The teachers and staff at Madison Waldorf know that children are exposed to some level of media or electronic experiences. The benefits of a Waldorf education are undermined by electronic exposure, as it affects their behavior in play, social situations, and in the classroom learning environment. We strongly recommend that families restrict television, radio, magazines and computer exposure, especially on school nights.

A central aim of Madison Waldorf School is to stimulate the healthy development of the child’s own imagination. We recommend restricting media exposure because we are concerned that electronic media hampers the development of the child’s imagination. We see first hand the physical effects of the medium on the developing child in their classroom behavior, as well as the effects the media programming content has on play, respect, and values. We have found that mass media works against the healthy development of sound thinking and seriously weakens a child’s ability to deal with reality. Students accustomed to passively receiving impressions have difficulty making the inner effort necessary to sustain an imaginative train of thought or to follow a complicated mathematical process. Even so-called “educational” programming has an intellectual bias that can permanently color a child’s reaction to a subject.

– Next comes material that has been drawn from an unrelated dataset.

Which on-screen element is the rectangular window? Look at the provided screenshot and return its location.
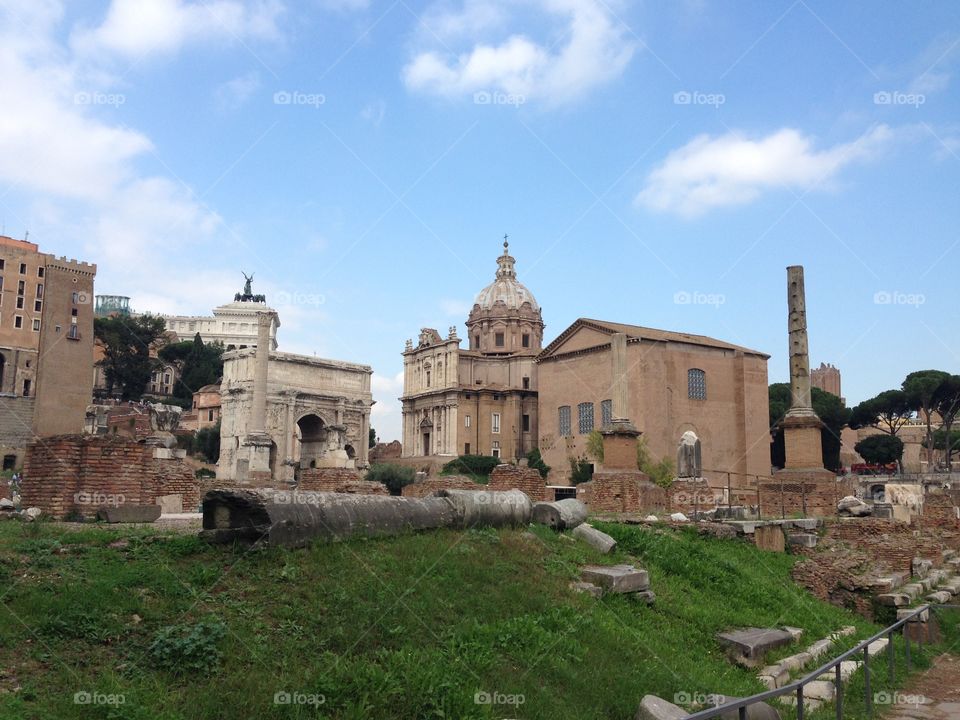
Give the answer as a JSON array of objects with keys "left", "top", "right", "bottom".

Media exposure is particularly detrimental in a Waldorf school because it prevents the student from fully developing the creative thinking capacities that are central to our educational goals. We would like our students to view the world through their own eyes, rather than through the lens of someone else’s camera. By delaying a child’s exposure to mass electronic media until the student’s will and feeling life have reached a certain level of maturity, we hope to encourage an enlightened, inquiry-based relationship to technology.